Wednesday, April 18, 2007

A New Celebrity

I'm sure the person who opened the package at NBC that contained the above picture, several video clips, and an 1800 word diatribe must have felt like they won a horrendous lottery. The fact that Cho Seung-Hui was prescient enough to shoot two people, return to his dorm room, send out the package that is now being shown and played on every news station on cable, and then continued on his spree is a testament to exactly how cold blooded he was.

But it's also a testament to something else.

Much like at Columbine, when it was revealed that Eric Harris and Dylan Klebold had recorded many of their actions and plans in the year leading up to the attack, it is evident that Cho was in search of some kind of celebrity that he couldn't get in life.

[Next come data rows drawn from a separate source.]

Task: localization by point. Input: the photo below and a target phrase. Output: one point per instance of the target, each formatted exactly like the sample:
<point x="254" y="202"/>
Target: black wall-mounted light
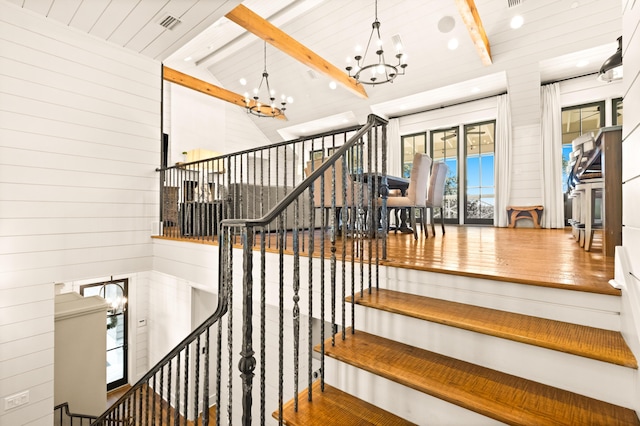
<point x="611" y="69"/>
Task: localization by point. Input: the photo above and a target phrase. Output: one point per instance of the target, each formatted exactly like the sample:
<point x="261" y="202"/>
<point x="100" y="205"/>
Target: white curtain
<point x="503" y="161"/>
<point x="393" y="148"/>
<point x="551" y="161"/>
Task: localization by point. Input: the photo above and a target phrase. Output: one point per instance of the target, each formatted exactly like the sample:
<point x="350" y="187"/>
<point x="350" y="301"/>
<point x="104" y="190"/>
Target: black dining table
<point x="393" y="182"/>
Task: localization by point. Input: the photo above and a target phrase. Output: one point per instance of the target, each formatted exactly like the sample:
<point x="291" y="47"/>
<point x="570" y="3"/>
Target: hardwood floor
<point x="504" y="397"/>
<point x="544" y="257"/>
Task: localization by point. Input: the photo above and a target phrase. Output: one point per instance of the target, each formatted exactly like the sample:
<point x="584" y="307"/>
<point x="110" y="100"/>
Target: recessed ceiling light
<point x="446" y="24"/>
<point x="516" y="22"/>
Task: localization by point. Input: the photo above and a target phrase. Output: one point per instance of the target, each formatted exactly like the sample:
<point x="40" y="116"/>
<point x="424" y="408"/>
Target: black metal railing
<point x="300" y="259"/>
<point x="196" y="196"/>
<point x="63" y="417"/>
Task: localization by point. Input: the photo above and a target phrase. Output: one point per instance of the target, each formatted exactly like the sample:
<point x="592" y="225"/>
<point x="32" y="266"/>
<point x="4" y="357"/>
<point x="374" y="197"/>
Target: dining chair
<point x="435" y="194"/>
<point x="353" y="190"/>
<point x="416" y="194"/>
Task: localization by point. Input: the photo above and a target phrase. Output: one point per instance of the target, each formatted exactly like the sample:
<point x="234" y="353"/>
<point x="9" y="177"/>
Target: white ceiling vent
<point x="170" y="22"/>
<point x="514" y="3"/>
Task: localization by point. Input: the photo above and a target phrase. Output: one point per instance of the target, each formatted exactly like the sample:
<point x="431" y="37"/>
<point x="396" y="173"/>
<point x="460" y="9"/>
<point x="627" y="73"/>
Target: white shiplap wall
<point x="630" y="251"/>
<point x="79" y="142"/>
<point x="631" y="134"/>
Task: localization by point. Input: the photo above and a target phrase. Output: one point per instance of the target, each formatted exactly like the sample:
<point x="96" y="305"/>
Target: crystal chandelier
<point x="265" y="109"/>
<point x="378" y="72"/>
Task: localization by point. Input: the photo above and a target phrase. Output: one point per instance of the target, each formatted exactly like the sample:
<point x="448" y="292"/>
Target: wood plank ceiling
<point x="212" y="48"/>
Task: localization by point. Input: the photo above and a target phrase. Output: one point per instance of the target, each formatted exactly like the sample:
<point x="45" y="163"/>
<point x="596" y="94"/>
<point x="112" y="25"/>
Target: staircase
<point x="438" y="361"/>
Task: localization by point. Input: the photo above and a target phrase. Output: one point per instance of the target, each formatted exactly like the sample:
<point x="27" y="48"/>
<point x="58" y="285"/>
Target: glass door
<point x="444" y="147"/>
<point x="479" y="189"/>
<point x="115" y="293"/>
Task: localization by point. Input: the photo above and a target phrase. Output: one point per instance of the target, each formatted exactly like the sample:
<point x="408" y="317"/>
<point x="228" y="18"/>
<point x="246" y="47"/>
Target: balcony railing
<point x="288" y="258"/>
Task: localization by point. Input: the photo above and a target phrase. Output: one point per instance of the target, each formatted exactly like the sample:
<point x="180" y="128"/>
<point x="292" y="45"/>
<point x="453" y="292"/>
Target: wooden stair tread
<point x="335" y="407"/>
<point x="599" y="344"/>
<point x="498" y="395"/>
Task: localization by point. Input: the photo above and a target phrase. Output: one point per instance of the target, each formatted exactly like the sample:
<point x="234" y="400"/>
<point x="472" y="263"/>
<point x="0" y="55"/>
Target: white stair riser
<point x="595" y="310"/>
<point x="596" y="379"/>
<point x="401" y="400"/>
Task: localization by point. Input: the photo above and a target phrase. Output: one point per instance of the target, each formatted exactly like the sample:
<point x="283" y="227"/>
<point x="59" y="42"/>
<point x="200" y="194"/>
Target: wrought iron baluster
<point x="176" y="410"/>
<point x="323" y="220"/>
<point x="205" y="390"/>
<point x="280" y="318"/>
<point x="263" y="322"/>
<point x="311" y="245"/>
<point x="296" y="306"/>
<point x="196" y="391"/>
<point x="169" y="406"/>
<point x="333" y="251"/>
<point x="186" y="383"/>
<point x="248" y="361"/>
<point x="347" y="204"/>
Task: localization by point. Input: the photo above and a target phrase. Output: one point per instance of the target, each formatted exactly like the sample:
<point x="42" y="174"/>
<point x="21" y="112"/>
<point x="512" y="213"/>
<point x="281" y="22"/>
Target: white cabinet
<point x="80" y="372"/>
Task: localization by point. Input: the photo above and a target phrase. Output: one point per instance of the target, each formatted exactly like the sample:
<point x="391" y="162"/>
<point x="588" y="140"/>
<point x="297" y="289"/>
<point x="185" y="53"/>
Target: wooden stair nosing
<point x="599" y="344"/>
<point x="332" y="406"/>
<point x="492" y="393"/>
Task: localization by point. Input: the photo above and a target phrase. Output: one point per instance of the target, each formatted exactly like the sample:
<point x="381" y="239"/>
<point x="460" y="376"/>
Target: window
<point x="577" y="120"/>
<point x="479" y="162"/>
<point x="410" y="145"/>
<point x="115" y="293"/>
<point x="444" y="147"/>
<point x="617" y="112"/>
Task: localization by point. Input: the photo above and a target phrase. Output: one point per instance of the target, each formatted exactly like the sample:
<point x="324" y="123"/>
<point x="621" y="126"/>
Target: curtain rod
<point x="447" y="106"/>
<point x="568" y="78"/>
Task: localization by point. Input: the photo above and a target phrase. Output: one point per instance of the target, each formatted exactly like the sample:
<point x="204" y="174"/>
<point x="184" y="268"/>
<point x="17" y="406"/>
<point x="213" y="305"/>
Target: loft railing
<point x="286" y="274"/>
<point x="196" y="196"/>
<point x="63" y="417"/>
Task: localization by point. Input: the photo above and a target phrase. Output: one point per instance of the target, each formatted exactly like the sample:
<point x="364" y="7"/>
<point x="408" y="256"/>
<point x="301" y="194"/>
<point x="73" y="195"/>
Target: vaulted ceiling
<point x="205" y="44"/>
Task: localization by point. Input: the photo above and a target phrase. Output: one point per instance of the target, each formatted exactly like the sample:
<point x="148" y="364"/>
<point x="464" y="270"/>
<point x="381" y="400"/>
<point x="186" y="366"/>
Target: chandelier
<point x="378" y="72"/>
<point x="265" y="109"/>
<point x="115" y="296"/>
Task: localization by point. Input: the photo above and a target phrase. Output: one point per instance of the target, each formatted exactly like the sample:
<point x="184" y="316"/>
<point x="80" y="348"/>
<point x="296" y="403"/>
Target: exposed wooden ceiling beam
<point x="471" y="18"/>
<point x="202" y="86"/>
<point x="262" y="28"/>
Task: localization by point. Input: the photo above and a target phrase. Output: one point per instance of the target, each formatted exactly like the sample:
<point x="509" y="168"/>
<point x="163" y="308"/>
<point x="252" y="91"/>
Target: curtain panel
<point x="503" y="161"/>
<point x="551" y="161"/>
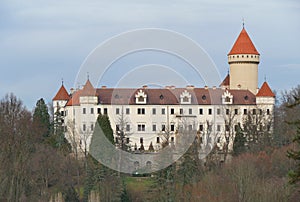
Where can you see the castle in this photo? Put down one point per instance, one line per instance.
(150, 113)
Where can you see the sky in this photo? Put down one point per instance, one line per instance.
(43, 42)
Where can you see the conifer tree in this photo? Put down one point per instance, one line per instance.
(295, 154)
(239, 142)
(41, 117)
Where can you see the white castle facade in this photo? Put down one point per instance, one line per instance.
(148, 114)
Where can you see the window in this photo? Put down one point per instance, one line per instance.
(227, 128)
(141, 127)
(163, 127)
(153, 127)
(141, 110)
(153, 111)
(141, 99)
(209, 127)
(236, 127)
(200, 111)
(172, 111)
(172, 127)
(201, 127)
(185, 99)
(92, 127)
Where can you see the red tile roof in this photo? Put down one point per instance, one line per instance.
(199, 96)
(62, 94)
(226, 81)
(88, 89)
(243, 45)
(265, 91)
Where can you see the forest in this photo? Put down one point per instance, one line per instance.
(38, 163)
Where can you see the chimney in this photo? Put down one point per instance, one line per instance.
(190, 87)
(72, 90)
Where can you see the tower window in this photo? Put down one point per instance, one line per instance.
(153, 111)
(172, 110)
(200, 111)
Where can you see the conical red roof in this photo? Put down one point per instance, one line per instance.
(265, 91)
(226, 81)
(243, 45)
(88, 89)
(62, 94)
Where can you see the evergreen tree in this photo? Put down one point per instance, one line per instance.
(239, 142)
(41, 117)
(295, 154)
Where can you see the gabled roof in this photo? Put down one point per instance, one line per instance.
(243, 45)
(164, 96)
(88, 89)
(226, 81)
(265, 91)
(62, 94)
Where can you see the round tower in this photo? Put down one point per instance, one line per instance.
(243, 61)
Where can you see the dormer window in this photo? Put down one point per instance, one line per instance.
(140, 97)
(185, 97)
(227, 98)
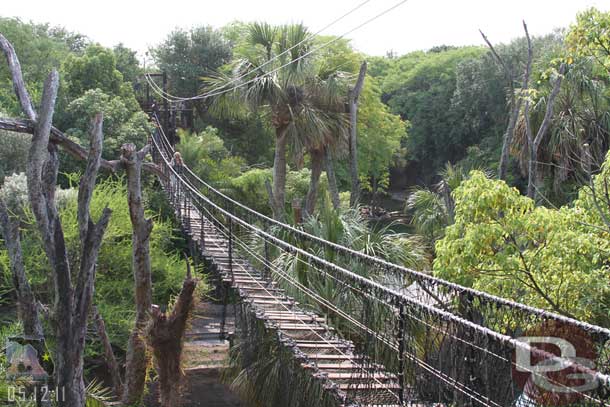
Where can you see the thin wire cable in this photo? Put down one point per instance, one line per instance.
(350, 358)
(326, 44)
(486, 331)
(453, 382)
(417, 275)
(457, 385)
(308, 38)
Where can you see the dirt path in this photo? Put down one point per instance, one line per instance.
(204, 357)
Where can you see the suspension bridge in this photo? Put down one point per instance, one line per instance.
(396, 337)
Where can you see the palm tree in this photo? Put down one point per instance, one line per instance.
(328, 95)
(285, 88)
(432, 209)
(580, 126)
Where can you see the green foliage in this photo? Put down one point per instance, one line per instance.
(186, 56)
(13, 153)
(95, 69)
(380, 135)
(127, 63)
(249, 188)
(421, 87)
(40, 48)
(590, 36)
(114, 282)
(502, 243)
(207, 156)
(124, 122)
(429, 213)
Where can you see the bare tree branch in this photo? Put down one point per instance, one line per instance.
(137, 358)
(546, 122)
(18, 84)
(69, 146)
(515, 102)
(113, 366)
(26, 303)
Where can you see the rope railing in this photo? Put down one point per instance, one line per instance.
(439, 355)
(430, 284)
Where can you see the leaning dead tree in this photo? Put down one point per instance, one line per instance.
(533, 143)
(27, 307)
(72, 299)
(515, 100)
(165, 334)
(353, 95)
(137, 356)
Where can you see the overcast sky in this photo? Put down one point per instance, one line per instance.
(417, 24)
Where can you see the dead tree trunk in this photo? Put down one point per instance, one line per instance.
(165, 335)
(26, 302)
(332, 178)
(72, 302)
(352, 96)
(534, 142)
(515, 102)
(317, 162)
(113, 366)
(137, 357)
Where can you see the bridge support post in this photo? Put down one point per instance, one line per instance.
(231, 250)
(266, 267)
(401, 352)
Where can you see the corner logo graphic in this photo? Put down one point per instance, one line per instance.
(559, 369)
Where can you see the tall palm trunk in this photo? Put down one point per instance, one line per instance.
(332, 179)
(279, 172)
(317, 160)
(353, 96)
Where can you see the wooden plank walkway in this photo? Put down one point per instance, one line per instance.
(332, 358)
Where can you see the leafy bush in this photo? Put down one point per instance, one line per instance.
(206, 154)
(114, 281)
(13, 152)
(124, 122)
(550, 258)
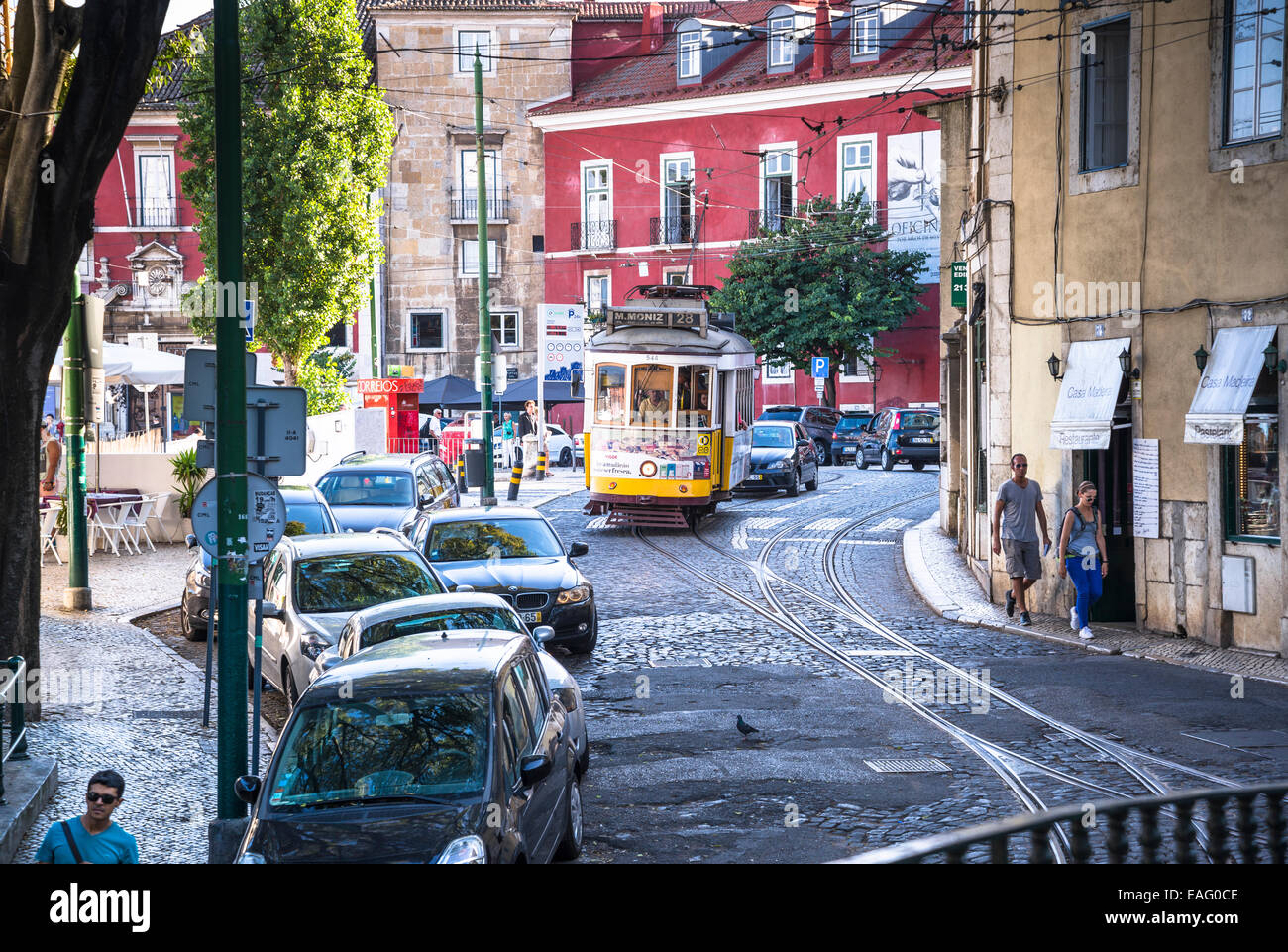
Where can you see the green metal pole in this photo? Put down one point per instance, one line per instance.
(488, 489)
(77, 595)
(230, 414)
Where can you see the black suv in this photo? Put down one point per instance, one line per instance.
(819, 423)
(370, 491)
(901, 436)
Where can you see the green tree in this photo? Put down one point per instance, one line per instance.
(824, 285)
(317, 138)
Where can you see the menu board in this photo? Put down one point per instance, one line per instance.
(1144, 454)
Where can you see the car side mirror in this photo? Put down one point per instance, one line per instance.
(248, 789)
(535, 768)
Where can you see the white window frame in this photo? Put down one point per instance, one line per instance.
(485, 58)
(493, 260)
(864, 31)
(516, 313)
(690, 58)
(841, 167)
(782, 50)
(446, 327)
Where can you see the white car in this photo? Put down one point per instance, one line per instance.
(559, 447)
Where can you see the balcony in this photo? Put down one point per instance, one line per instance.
(465, 208)
(593, 236)
(674, 230)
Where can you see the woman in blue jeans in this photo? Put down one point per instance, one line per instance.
(1082, 540)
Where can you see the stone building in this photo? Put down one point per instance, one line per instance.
(1122, 221)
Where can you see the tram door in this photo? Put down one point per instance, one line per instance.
(1112, 473)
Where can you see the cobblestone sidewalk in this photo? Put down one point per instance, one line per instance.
(117, 697)
(945, 583)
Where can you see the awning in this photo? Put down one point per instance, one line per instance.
(1227, 385)
(1089, 393)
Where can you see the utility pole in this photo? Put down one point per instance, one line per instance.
(230, 414)
(488, 489)
(77, 594)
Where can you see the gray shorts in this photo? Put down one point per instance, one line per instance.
(1021, 560)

Perhaps I'm cynical, but it seems to me that celebrity is a great wish for those who perform school shootings. And if this hypothesis is true, it means that the media, and we as everyday Americans, fall into the hands of these crazed lunatics and create from them vicious celebrity.

There isn't a single person in America who doesn't know the name of Cho Seung-Hui. Because of the package he sent NBC, I'm sure there isn't a single person in America who doesn't know his face, or hasn't heard his voice. Fox News, NBC, CBS, CNN--all have made celebrity of this monster.

While I, when speaking with a friend yesterday, jokingly suggested that American News agencies are in a sad state of affairs when it takes something like this to get Anna Nicole Smith's Baby off the news, the type of coverage is no different.

Cho is America's next Don Imus. For weeks to come his face, his words, his actions will dominate the airwaves, and his final wishes will come true. He is no longer a loser...he is the most famous person in America. The most infamous.

And this can only lead to a bad, horrible place. Cho himself, in one of his video clips, referenced the "martyrs" Dylan Klebold and Eric Harris. He idolized them. And some future shooter, years from now, will idolize Cho, and that is a scary thought. I cannot help but to feel somewhat responsible for that future day, because I know who Cho is. I know his name. I know his face, and his words, and his actions.

The celebrity that has been created from this horrendous event, may one day come back to haunt us.

Perhaps it would be better, to leave him faceless, nameless, and buried in the most ignoble of manners.

Perhaps, it would be better, if Cho had asked for celebrity, and we all forgot his name.